Tedisamil is an experimental bradycardic agent possessing action potential-prolonging effects. It has been proven effective in terminating ventricular arrhythmias in several animal models and atrial flutter in a conscious dog model. There are no reports to date evaluating tedisamil's efficacy in terminating atrial fibrillation (AF).

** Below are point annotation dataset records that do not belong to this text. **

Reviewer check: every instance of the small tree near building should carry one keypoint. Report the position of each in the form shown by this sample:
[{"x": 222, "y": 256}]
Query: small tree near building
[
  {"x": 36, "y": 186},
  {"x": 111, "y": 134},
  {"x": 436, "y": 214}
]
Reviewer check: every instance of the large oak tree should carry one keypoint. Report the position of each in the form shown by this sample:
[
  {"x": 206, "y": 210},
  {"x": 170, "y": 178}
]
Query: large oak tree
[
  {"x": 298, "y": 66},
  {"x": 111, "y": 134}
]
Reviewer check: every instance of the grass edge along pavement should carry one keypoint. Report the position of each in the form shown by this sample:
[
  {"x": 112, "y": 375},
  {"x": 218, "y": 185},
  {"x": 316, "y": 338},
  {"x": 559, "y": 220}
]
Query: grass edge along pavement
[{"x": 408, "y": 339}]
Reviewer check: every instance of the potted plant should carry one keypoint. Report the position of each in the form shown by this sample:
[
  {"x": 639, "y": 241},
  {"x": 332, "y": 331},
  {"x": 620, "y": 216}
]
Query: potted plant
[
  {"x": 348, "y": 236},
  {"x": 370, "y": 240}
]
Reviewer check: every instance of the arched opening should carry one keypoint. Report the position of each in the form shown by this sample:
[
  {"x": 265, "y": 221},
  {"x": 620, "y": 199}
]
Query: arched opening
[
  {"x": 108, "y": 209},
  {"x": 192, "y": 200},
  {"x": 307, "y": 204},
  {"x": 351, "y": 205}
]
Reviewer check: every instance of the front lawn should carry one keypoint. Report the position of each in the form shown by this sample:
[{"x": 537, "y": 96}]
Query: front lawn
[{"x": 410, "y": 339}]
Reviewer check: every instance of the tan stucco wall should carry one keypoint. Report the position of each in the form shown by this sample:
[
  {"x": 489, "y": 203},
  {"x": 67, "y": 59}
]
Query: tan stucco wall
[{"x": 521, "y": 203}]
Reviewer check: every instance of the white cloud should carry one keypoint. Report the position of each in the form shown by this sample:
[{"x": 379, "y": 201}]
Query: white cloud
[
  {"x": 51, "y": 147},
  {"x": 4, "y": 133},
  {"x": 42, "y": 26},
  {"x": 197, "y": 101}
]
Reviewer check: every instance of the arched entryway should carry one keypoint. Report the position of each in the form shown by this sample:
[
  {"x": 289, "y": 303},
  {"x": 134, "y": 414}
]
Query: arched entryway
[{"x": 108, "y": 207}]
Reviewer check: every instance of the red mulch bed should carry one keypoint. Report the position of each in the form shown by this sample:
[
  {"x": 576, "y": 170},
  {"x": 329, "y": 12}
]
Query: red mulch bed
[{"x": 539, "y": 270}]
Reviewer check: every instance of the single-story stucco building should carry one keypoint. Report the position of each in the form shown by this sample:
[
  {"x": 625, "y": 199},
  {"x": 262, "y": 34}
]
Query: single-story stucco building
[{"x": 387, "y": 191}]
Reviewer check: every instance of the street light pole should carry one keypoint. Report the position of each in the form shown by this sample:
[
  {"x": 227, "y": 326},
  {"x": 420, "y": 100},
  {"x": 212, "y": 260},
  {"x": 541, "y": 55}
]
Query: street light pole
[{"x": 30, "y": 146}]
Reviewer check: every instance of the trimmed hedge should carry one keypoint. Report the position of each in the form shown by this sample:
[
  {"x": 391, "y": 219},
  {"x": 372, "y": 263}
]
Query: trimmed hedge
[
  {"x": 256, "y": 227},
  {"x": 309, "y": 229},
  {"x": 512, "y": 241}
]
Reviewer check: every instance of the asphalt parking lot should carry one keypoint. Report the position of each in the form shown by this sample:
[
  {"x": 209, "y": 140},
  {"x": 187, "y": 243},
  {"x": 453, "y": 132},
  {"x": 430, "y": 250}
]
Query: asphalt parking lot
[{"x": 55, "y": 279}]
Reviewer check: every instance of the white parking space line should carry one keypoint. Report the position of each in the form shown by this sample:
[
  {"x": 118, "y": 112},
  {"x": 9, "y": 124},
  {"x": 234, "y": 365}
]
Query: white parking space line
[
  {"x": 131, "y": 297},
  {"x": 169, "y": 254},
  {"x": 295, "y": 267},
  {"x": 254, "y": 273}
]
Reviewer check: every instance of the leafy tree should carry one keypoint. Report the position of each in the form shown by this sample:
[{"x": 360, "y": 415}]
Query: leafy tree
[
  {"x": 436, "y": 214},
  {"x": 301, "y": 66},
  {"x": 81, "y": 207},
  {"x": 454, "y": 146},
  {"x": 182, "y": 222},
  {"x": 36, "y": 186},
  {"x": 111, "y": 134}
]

Two different canine models of AF were used. One group of dogs (n = 6) was subjected to 28 days of chronic fibrillatory pacing at 50 Hz using an implantable neural stimulator. Sustained AF was achieved in all dogs within 14 days of initiating pacing. A second set of dogs (n = 5) had AF induced via bilateral vagal stimulation. Tedisamil 1 mg/kg was 100% effective in terminating AF in both models. Cardioversion was associated with a statistically significant prolongation of the fibrillatory cycle length immediately before return to normal sinus rhythm in both models. A dose-response trial was performed in the vagal AF group as well as in a second group of three dogs that underwent chronic fibrillatory pacing. The efficacy of tedisamil was dose dependent, with limited efficacy at 0.1 and 0.3 mg/kg intravenously in both models. Tedisamil was able to prevent reinduction of sustained AF 30 minutes after administration of 1 mg/kg in the chronic pacing model in all dogs. Side effects included minor hypersalivation in most dogs receiving the 1 mg/kg dose. No ventricular ectopy or arrhythmias were observed.

Tedisamil is effective for conversion of sustained AF to normal sinus rhythm in two different models of AF.